Now, onto your dilemma. Despite all of the myths floating around about vibrators, they don’t “numb” vulvas or any parts of the clitoris. Vibrators are popular because they make it much easier for women to orgasm, which can enhance the overall sexual experience. And while the sex you two are having probably feels amazing, many sex positions can’t provide your girlfriend (or any vulva-owner) with the clitoral stimulation she needs to orgasm.
So much of sex is mental. If your girlfriend only climaxes with a vibrator, that’s how her brain is going to remember how to orgasm. That doesn’t mean she can’t orgasm in other ways; it just means it might be harder for her to do so. Our brain becomes conditioned to respond to specific types of stimulation. If all your girlfriend knows is her vibrator, then she’s far more likely to respond to that particular stimulation.
Think of it like you’re driving somewhere. It’s much easier to take the same road you’ve always taken because you know it will get you to your destination. That doesn’t mean you can’t take a different route—it just might take you a bit longer to get there. So I’d encourage you and your girlfriend to go without the vibrator from time to time so that you designate time to experiment with new methods, like oral.
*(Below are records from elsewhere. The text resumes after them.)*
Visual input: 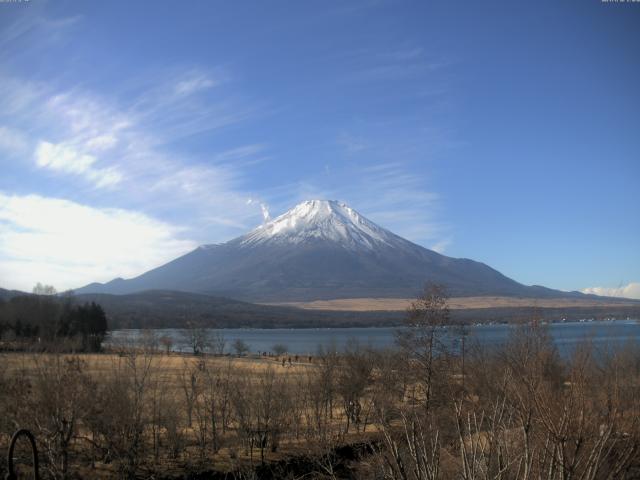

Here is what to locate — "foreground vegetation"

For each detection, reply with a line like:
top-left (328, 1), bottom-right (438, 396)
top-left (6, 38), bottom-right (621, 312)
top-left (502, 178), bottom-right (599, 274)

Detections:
top-left (0, 289), bottom-right (640, 480)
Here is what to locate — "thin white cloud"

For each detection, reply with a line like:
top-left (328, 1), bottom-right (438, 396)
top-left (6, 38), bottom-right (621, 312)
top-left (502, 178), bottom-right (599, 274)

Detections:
top-left (0, 193), bottom-right (196, 290)
top-left (0, 126), bottom-right (29, 156)
top-left (35, 142), bottom-right (122, 188)
top-left (582, 282), bottom-right (640, 299)
top-left (175, 73), bottom-right (217, 95)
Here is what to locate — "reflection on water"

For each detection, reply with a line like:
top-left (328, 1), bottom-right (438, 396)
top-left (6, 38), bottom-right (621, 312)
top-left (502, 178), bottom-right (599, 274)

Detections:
top-left (106, 320), bottom-right (640, 355)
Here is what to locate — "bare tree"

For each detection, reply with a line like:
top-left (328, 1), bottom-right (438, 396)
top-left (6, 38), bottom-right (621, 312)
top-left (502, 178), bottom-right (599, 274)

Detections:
top-left (232, 338), bottom-right (249, 357)
top-left (271, 343), bottom-right (289, 356)
top-left (182, 322), bottom-right (211, 355)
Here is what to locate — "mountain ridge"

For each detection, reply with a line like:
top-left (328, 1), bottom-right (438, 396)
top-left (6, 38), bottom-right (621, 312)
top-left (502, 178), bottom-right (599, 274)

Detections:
top-left (72, 200), bottom-right (604, 302)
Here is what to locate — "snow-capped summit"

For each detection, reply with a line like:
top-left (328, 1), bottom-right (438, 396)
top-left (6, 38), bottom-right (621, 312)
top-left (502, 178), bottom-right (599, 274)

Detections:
top-left (241, 200), bottom-right (398, 249)
top-left (75, 200), bottom-right (580, 302)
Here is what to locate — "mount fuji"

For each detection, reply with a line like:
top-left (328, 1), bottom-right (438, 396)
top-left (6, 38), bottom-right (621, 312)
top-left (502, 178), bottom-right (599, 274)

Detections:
top-left (76, 200), bottom-right (582, 302)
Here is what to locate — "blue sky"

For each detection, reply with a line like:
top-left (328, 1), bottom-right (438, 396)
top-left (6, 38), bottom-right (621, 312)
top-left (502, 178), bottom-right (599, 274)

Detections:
top-left (0, 0), bottom-right (640, 297)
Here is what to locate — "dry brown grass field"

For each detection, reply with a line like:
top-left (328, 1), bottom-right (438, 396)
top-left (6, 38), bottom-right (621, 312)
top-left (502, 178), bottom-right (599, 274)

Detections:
top-left (0, 306), bottom-right (640, 480)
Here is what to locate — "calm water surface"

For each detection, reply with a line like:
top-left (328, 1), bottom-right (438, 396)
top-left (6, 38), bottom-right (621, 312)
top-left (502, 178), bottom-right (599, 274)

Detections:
top-left (107, 320), bottom-right (640, 355)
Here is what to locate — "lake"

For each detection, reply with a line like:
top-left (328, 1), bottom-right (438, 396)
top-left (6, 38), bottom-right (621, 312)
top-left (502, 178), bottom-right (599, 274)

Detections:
top-left (105, 320), bottom-right (640, 355)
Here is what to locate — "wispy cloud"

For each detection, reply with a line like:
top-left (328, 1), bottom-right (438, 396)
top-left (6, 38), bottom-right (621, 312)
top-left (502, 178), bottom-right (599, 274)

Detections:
top-left (0, 192), bottom-right (195, 289)
top-left (582, 282), bottom-right (640, 299)
top-left (0, 65), bottom-right (268, 241)
top-left (35, 142), bottom-right (122, 188)
top-left (0, 126), bottom-right (29, 156)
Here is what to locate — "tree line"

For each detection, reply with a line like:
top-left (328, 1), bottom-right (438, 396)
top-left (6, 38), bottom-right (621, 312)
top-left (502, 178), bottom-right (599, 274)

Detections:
top-left (0, 284), bottom-right (108, 351)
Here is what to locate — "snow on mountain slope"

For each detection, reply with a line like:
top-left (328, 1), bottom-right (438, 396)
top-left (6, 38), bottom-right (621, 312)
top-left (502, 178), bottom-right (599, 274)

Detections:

In addition to masturbating with her hands (or you using your hands on your girlfriend), oral can be an amazing way to provide a vulva-owner with pleasure. You mentioned that she currently struggles to get there with cunnilingus, so let’s discuss some things you can try tonight.
Oral Techniques That (Often) Lead to Orgasm
Oral is great. We love oral. That said, sometimes giving oral sex can be totally confusing or intimidating. Here are some tips for going down on a vulva:
- Don’t go straight for the clitoris. Even though it seems counterintuitive, start licking on the outside of the vulva and work your way in. Lots of vulva-owners love the tease!
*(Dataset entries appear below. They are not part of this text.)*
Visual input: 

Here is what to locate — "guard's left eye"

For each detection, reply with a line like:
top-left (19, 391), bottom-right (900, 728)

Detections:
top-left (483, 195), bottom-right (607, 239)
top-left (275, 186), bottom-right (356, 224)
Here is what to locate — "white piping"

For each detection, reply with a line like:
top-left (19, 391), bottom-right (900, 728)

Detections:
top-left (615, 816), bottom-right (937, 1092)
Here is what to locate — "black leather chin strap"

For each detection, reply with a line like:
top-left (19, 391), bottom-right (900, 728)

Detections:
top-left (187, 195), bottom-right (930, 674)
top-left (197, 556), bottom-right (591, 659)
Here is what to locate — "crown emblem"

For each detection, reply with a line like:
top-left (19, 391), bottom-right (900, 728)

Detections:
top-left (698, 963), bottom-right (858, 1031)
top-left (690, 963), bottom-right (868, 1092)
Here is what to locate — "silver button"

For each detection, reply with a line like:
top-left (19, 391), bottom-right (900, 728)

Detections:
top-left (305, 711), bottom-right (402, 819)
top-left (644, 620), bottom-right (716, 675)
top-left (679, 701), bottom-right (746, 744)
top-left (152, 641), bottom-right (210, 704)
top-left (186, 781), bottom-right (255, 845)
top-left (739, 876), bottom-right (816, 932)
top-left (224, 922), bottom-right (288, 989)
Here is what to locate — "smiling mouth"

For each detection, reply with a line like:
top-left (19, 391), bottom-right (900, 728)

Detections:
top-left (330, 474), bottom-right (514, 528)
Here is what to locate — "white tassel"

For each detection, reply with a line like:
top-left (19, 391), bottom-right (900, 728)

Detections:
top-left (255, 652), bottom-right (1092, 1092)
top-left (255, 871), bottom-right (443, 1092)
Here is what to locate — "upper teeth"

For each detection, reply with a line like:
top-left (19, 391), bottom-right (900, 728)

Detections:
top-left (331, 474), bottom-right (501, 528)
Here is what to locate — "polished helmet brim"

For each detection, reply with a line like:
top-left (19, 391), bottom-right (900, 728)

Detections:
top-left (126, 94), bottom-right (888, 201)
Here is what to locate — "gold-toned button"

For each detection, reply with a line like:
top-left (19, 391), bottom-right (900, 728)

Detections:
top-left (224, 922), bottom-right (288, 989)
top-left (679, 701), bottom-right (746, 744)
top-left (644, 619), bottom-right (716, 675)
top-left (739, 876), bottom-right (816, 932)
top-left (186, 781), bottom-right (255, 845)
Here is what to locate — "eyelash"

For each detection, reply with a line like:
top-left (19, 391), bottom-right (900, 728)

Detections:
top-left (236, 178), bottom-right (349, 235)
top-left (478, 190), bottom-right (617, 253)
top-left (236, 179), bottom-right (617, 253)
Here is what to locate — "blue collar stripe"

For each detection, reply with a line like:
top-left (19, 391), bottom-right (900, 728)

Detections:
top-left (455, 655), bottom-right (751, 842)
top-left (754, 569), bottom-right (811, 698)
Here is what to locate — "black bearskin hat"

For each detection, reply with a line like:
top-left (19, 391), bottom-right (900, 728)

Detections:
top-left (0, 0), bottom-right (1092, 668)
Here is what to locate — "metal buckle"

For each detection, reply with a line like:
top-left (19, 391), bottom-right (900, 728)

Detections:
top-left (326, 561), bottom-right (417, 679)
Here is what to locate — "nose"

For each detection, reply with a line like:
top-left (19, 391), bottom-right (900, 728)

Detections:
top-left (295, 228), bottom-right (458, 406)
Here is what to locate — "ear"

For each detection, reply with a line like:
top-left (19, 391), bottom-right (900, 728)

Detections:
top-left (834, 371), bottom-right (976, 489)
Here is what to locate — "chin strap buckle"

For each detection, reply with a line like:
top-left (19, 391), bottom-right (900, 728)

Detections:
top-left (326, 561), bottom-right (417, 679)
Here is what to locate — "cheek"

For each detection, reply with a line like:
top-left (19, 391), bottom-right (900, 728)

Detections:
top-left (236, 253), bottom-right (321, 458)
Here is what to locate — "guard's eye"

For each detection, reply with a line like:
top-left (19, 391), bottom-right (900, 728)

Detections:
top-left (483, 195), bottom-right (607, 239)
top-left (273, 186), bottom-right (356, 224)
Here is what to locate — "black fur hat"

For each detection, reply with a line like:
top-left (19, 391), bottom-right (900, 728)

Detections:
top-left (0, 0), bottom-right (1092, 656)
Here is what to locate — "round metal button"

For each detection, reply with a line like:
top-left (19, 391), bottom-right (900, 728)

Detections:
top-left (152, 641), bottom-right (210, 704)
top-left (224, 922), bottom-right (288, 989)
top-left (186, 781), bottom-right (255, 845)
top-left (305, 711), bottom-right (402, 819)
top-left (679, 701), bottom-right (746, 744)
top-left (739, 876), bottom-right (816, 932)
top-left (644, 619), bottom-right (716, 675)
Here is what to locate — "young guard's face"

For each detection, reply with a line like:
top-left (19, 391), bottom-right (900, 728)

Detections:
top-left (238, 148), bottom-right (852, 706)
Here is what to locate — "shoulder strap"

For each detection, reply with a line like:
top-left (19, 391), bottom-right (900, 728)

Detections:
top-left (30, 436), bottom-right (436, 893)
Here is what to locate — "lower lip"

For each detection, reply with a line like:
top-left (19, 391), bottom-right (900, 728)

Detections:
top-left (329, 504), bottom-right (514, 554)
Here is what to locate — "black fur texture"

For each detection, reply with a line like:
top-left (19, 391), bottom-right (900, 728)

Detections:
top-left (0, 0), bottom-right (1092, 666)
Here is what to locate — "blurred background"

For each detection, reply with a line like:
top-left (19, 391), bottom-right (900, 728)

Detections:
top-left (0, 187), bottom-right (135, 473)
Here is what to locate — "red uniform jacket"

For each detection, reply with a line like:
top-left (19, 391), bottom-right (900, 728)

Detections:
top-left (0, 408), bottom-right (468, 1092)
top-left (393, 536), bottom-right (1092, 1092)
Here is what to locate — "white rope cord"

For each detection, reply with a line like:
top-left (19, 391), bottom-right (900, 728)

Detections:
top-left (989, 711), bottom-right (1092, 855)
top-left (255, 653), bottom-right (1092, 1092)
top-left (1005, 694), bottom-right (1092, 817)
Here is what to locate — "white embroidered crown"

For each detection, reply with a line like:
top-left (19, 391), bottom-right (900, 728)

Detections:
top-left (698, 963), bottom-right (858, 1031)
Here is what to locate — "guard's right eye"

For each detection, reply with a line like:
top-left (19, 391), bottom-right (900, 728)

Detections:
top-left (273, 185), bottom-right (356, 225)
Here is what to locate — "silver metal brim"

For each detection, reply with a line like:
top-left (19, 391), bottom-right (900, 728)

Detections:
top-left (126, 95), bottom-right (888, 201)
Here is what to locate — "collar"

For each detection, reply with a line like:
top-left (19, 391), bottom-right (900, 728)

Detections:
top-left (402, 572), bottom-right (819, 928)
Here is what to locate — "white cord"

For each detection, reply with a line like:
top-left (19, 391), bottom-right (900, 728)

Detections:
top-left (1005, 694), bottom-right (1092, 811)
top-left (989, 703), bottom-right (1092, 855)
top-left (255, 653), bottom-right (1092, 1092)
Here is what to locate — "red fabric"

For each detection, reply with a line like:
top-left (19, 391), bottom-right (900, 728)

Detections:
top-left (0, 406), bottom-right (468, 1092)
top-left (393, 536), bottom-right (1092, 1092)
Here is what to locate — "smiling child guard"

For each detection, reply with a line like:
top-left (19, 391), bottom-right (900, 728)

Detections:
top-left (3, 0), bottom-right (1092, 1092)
- When the time comes to begin licking the clitoris, start softly and focus on the clitoral hood, located just above the clitoris.
- For your licks: at first, alternate between wide licks and smaller licks on and around the clitoris. As she becomes more aroused, suck her clitoris into your mouth and rapidly flick your tongue across it.
- If she likes it, keep doing it! Don’t worry so much about getting experimental and instead find what she likes and replicate it. There’s also nothing wrong with asking for a little bit of feedback. If her moans aren’t telling you what she likes, have her let you know exactly what feels the best.
- Experiment with your girlfriend sitting on your face! This way, she can control her body by gyrating her hips and finding that pleasure sweet spot.
Most important: If your girlfriend starts to get discouraged, it’s up to you to be the patient party. Tell her you could “do this all night.” Tell her that she tastes good. If your girlfriend is relaxed, there’s a far better chance that she’ll reach orgasm. And don’t worry if it doesn’t happen the first night (or second or third) that you try. You know that expression “good things take time”? It’s as true with sex as it is with anything else.
I wish you both many orgasms to come, with and without a vibrator!